Un portone simile a quello appena oltrepassato si trovava dall’altra parte del ponte. Aleb fece scattare la serratura e lo spinse verso l’interno. Si voltò e colse gli occhi dell’Arconte fissarlo attraverso i fori nella maschera. Erano accesi, febbricitanti. Rimise i palmi sullo schienale dello scranno, avanzò oltre il portone e lo richiuse alle loro spalle. Ripartì con passo deciso su per lo stretto corridoio che saliva verso il cuore della Terza Colonna.

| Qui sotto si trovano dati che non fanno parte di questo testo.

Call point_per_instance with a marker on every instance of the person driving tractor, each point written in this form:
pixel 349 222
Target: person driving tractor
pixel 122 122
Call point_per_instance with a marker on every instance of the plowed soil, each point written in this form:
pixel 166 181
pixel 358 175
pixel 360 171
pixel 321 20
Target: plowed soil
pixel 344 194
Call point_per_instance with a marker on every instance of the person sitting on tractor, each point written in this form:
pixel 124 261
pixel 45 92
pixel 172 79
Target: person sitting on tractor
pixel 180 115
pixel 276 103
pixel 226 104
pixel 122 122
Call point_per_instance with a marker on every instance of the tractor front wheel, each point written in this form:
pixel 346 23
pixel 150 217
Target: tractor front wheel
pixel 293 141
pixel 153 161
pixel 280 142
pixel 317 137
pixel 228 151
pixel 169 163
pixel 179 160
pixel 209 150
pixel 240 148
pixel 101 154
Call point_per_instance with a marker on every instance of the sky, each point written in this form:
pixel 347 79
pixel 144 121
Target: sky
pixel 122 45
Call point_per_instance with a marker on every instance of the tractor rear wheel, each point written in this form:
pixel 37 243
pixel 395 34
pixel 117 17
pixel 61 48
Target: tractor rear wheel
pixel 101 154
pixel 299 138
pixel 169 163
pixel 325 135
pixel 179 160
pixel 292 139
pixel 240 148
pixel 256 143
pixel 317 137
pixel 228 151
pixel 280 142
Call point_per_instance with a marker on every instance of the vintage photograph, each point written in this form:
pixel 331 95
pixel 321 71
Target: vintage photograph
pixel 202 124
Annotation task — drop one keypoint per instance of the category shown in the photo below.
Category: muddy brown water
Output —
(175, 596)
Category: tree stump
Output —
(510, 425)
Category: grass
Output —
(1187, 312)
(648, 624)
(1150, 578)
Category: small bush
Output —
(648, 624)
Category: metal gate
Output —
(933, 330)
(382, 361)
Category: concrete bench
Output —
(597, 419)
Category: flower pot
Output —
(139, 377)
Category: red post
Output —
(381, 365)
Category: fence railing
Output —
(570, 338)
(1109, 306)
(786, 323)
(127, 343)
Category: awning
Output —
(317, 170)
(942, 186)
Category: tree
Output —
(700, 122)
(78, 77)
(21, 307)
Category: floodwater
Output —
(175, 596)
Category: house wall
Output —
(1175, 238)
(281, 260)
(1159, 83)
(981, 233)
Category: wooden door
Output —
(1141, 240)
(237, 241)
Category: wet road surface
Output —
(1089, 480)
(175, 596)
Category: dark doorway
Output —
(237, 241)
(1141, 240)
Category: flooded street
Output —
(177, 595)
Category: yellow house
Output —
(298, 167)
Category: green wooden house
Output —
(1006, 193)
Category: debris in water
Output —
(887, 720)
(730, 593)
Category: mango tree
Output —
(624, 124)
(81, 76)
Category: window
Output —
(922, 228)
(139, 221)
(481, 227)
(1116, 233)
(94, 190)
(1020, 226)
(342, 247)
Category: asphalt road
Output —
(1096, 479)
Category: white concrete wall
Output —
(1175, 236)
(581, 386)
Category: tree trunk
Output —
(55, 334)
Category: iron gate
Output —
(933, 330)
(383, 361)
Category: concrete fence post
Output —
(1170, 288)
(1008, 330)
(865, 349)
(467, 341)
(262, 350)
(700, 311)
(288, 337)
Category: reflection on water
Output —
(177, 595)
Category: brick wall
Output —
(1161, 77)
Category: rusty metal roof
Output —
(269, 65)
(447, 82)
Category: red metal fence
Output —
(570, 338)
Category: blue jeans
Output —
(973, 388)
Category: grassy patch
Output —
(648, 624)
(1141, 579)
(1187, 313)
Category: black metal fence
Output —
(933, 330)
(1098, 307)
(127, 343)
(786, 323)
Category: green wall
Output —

Si addentrarono in un dedalo di cunicoli. I lumi a olio sui ganci alle pareti si succedevano distanti l’uno dall’altro. L’Arconte lo guidava sollevando appena gli indici delle mani, ferme sui braccioli. Superarono due svolte e un incrocio. Ai lati dei corridoi comparvero porte rinforzate da bande di ferro. Non c’erano guardie, né accoliti o sacerdoti in giro. Era notte ormai, ma Aleb fu preso dal dubbio che quel labirinto di passaggi potesse essere disabitato.